The FED (Federal Reserve) recently created new laws to regulate credit card companies from “unreasonable” late payment and penalty fees. The new rules also call for issuers to “reconsider” interest rate hikes imposed since 2009. Millions of Americans have piles of credit card debt which is suffocating them in fees and interest payments.
These new laws will assist to solidify other consumer debt rules that were signed into law by President Obama as the “Credit Card Accountability Responsibility Disclosure Act” and will take effect August 22, 2010.
“The new rules require that late payment and other penalty fees be assessed in a way that is fairer and generally less costly for consumers,” states Federal Reserve Governor Elizabeth A. Duke. “Card issuers must also re-evaluate recent interest-rate increases and, if appropriate, reduce the rate.”
One of the main tenets of the latest rules is a cap in most late payment fees. presently many credit card companies are charging $39 or more in late fees; but the new rules cap that fee at $25.
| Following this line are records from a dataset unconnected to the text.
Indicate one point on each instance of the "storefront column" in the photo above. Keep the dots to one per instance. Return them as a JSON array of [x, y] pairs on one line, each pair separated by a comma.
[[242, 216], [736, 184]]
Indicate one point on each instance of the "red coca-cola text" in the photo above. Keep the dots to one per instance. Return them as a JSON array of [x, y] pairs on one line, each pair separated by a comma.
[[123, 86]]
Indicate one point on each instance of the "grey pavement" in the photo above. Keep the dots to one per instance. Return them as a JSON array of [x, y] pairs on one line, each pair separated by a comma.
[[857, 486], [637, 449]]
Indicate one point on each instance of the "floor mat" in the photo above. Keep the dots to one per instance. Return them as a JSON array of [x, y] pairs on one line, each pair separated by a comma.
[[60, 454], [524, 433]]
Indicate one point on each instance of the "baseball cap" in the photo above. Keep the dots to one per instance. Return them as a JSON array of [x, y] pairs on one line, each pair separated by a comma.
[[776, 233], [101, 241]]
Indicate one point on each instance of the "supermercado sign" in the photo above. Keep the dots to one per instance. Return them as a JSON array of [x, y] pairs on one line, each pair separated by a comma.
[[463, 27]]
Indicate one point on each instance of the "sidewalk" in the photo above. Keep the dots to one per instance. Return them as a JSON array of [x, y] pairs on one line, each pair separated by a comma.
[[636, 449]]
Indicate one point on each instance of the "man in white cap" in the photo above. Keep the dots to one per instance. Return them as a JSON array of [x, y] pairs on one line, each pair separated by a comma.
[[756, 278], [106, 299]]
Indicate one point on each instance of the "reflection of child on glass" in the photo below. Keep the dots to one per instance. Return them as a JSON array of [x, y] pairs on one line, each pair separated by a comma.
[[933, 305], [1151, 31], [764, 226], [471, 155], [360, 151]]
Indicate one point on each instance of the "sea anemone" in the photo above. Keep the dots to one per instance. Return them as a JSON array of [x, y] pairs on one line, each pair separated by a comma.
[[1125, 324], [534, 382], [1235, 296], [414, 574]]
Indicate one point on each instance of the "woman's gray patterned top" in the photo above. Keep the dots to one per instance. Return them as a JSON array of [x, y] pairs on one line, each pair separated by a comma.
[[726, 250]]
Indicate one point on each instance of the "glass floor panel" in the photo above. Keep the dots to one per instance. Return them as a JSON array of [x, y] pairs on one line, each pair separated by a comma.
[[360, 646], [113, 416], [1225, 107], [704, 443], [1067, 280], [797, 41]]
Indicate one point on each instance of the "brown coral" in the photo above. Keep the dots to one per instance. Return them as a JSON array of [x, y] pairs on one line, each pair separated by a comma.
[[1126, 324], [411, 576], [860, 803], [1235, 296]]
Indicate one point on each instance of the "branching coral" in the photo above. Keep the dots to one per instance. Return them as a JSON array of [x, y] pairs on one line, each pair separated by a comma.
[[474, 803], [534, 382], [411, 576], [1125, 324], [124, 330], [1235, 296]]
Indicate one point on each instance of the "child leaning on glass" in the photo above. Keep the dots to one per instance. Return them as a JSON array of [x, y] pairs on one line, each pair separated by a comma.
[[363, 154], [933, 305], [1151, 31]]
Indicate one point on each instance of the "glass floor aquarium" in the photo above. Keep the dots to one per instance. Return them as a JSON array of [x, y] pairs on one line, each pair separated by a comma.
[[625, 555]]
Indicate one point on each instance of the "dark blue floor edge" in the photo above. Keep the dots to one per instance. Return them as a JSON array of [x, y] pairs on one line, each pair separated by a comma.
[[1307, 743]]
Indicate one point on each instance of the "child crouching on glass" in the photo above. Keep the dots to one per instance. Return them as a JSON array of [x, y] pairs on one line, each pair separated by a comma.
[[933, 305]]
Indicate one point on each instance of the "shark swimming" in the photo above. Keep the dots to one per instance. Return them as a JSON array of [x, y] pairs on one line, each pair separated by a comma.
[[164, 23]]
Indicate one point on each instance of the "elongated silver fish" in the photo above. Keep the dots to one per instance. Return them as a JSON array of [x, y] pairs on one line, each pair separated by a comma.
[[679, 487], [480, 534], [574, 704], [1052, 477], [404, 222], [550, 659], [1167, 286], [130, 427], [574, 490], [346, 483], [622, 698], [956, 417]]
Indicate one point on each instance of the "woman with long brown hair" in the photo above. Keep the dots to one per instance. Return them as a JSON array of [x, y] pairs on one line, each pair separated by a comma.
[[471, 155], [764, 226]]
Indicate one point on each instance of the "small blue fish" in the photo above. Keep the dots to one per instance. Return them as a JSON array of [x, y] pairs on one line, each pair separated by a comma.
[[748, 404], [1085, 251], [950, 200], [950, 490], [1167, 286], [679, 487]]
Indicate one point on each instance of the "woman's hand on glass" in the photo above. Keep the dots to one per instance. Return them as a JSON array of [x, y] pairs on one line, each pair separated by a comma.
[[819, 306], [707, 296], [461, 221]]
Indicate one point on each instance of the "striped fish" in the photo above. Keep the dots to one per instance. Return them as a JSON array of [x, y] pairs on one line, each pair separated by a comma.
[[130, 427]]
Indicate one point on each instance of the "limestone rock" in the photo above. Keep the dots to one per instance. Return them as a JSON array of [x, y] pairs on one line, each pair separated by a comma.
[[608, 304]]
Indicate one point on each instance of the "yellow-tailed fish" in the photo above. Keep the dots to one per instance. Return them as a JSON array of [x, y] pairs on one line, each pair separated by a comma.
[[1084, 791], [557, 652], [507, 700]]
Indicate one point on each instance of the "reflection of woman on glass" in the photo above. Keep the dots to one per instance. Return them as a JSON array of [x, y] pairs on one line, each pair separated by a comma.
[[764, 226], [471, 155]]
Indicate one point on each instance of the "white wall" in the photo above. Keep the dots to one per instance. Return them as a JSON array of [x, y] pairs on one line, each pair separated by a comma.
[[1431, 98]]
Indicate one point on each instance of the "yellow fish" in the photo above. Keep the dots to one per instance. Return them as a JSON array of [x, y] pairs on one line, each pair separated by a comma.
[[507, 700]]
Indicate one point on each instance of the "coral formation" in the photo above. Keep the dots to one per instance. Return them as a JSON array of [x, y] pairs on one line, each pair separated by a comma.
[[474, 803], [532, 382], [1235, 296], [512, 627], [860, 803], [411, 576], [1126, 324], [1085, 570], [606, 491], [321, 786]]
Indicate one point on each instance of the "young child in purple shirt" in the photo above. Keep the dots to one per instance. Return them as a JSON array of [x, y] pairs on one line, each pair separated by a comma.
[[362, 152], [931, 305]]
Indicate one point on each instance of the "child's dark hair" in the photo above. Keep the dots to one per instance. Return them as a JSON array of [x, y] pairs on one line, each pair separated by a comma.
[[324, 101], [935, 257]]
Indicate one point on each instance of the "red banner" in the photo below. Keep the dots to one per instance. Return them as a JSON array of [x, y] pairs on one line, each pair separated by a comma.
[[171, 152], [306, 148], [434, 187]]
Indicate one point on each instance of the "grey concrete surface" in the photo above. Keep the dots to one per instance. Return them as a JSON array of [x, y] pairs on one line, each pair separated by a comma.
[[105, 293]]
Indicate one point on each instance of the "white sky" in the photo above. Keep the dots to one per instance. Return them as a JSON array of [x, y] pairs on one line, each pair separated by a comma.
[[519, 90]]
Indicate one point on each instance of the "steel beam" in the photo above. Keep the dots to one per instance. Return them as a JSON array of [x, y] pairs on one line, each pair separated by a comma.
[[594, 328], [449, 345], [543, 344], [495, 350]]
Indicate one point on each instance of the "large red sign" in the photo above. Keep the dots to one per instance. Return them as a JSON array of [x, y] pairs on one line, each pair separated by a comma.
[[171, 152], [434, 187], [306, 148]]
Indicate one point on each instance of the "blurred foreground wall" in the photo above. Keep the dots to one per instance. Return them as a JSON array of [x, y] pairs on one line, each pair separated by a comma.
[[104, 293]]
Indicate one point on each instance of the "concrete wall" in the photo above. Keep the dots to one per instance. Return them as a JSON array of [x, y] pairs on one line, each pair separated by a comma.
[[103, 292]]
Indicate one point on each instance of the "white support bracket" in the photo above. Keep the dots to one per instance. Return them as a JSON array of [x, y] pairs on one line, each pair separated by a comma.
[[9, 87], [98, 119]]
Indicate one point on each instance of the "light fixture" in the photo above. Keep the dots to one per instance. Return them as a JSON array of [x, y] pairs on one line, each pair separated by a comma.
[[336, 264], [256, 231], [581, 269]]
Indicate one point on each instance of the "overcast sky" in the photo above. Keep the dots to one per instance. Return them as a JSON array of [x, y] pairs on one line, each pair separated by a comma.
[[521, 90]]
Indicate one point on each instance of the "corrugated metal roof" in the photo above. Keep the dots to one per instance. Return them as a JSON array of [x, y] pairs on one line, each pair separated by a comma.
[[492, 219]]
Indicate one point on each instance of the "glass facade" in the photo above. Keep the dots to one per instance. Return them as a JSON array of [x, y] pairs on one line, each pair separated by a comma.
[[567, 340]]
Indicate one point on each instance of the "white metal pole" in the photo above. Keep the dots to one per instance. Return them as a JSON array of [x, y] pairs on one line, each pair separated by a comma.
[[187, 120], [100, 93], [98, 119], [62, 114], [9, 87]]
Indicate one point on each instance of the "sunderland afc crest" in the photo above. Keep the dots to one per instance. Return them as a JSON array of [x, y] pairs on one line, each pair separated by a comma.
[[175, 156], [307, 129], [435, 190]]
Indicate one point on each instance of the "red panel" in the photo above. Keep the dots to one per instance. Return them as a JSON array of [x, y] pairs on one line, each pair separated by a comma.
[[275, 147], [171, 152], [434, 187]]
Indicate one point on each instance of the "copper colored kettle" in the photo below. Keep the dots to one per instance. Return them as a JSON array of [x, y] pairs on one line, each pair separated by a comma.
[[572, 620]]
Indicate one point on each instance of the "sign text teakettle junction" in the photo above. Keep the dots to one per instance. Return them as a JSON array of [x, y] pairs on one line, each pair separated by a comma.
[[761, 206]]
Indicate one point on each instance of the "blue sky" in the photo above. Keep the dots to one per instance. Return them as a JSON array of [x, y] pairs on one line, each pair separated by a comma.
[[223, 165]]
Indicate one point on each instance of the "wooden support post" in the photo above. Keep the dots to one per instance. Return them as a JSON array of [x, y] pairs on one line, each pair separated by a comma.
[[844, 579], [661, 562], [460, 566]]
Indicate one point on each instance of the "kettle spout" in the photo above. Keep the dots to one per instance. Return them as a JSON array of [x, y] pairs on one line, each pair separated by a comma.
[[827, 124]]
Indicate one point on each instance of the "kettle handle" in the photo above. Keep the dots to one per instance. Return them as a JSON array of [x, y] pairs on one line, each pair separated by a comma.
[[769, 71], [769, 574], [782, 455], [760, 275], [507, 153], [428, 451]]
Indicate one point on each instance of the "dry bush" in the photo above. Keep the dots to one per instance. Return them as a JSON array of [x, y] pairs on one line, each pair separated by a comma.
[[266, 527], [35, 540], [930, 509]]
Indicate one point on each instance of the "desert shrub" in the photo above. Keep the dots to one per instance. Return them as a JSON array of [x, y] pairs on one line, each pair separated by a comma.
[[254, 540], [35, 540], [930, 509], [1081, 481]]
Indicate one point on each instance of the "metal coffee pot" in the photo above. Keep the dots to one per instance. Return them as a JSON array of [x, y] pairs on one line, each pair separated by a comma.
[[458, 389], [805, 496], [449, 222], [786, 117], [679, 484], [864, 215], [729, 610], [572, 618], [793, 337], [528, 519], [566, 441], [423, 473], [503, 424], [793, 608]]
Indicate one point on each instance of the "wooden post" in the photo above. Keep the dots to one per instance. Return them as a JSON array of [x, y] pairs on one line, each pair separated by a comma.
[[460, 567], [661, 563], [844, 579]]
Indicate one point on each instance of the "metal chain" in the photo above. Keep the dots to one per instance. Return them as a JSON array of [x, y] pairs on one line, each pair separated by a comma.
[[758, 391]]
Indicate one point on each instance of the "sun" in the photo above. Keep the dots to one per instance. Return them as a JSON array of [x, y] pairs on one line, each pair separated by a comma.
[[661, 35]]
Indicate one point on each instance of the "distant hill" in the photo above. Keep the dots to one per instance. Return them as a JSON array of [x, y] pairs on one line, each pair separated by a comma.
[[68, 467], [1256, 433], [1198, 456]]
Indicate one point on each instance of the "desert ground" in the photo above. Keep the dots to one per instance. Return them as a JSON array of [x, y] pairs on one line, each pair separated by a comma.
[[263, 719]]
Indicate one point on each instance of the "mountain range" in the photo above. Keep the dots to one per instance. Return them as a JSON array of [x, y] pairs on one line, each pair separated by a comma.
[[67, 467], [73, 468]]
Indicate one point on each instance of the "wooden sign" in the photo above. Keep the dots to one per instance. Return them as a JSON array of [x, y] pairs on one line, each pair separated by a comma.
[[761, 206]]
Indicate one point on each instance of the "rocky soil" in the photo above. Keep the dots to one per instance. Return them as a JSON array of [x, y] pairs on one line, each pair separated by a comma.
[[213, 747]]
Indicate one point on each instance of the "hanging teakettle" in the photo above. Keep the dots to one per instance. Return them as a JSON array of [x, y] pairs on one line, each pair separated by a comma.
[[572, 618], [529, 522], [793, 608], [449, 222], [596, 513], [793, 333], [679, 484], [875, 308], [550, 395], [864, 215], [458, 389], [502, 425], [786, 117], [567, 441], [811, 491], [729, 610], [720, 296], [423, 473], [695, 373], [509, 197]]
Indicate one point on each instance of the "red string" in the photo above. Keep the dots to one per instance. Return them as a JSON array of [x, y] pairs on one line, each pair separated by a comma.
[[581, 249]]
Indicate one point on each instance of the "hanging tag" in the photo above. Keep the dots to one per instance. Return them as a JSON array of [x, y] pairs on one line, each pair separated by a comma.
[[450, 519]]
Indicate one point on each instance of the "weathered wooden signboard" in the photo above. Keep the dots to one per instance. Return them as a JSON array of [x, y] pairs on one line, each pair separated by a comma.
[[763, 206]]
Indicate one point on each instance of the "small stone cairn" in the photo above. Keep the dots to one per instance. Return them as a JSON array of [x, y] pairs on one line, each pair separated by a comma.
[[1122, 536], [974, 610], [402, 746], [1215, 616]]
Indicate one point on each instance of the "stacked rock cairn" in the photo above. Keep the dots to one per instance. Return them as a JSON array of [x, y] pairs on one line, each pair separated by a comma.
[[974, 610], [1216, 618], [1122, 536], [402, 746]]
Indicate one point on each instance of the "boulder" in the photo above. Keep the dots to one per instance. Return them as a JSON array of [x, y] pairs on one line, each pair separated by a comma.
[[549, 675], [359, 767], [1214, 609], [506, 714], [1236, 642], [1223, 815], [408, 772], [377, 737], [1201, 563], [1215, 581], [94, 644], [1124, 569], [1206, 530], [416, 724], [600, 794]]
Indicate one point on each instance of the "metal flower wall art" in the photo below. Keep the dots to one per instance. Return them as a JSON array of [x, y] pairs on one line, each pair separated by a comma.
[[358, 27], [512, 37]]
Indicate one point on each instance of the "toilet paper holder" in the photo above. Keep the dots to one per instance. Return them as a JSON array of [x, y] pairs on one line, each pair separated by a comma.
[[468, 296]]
Another standard is to ban credit card companies from charging a fee that is larger than the umbrage (ie a $5 late payment can only be assessed a $5 fee).
Companies are also now banned from charging numerous fees in response to a single late payment or other single violation of terms; and “inactivity” fees for the non-use of cards is now prohibited wholly.
One of the ways consumers had been avoiding such fees is through instant approval credit cards which normally do not have any fee structure .
While the new laws have received some accolades , many more are saying that the changes
don’t do enough to change the underlying problem; the huge measure of credit card debt that Americans are trying to get out from under.
Paul Hollender from Bloomfield-based firm Corash & Hollender states, ”It’s taking away some of the most outrageous things that credit-card issuers are doing, but I think it’s not enough to stem the tide of impending bankruptcies.”